ARTICLE - WORLD EDUCATION REPORT

REPORT: POOR COUNTRIES FACE EDUCATION CRISIS
(AP) - By JASON STRAZIUSO

NAIROBI, Kenya — Somalia and Haiti are the two worst countries in which to be a school child at a time when $4.6 billion has been cut from education budgets worldwide, a new report released Monday said.

Chronic under-investment in education means that 69 million children are out of school around the world, said the report released by the Global Campaign for Education.

The report — "Back to School?" — said poor countries are "teetering on the brink of an education crisis."

Of the five countries at the bottom of the list, four are in Africa, and three of those are in East Africa. The ranking rated Somalia, Eritrea, Haiti, Comoros and Ethiopia at the bottom five based on access to basic education, teacher-student ratio, and educational provisions for girls.

Even Kenya, considered successful compared to its East African neighbors, had to delay free education to 9.7 million children over the last year due to budgetary constraints, the report said.

The report was produced by Education International, Plan International, Oxfam, Save the Children and VSO.

World leaders meet at U.N. headquarters in New York this week to discuss the Millennium Development Goals.

One of goals was for universal primary education, and the world's school children have seen much progress over the last decade. The U.N. says the number of children not in school has dropped from 106 million in 1999 to 69 million in 2008.

Sub-Saharan Africa has seen its classrooms fill over the last decade, though the continent still accounts for almost half of the total of unenrolled children. In 1999, 58 percent of African children were enrolled in primary school.

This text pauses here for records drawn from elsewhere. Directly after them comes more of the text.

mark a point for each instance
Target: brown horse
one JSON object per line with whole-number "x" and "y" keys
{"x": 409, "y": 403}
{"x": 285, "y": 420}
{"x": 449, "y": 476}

By 2008 the figure was 76 percent.

The Global Campaign for Education is calling on leaders meeting this week to make education funding a priority so that the target of universal access to primary education is met by 2015.

"If education budgets are not protected from the ravages of the financial crisis all that progress could be jeopardized and generations will be condemned to poverty," Gordon Brown, Britain's former prime minister, said in the report.

"For years the international community has acknowledged the fundamental role education plays in development," he said. "Today it must back these words with renewed action."

The U.N. children's agency said in new research ahead of the U.N. summit that providing services to the world's poorest children is not only the right thing to do, but also more cost-effective than the current policy of mainly helping what it called the "less poor" in more-accessible areas.

UNICEF said its research shows that spending $1 million helping children age 5 and younger in the most remote and disadvantaged areas would prevent 60 percent more deaths then the current approach, what it called "a stunningly higher return on investment."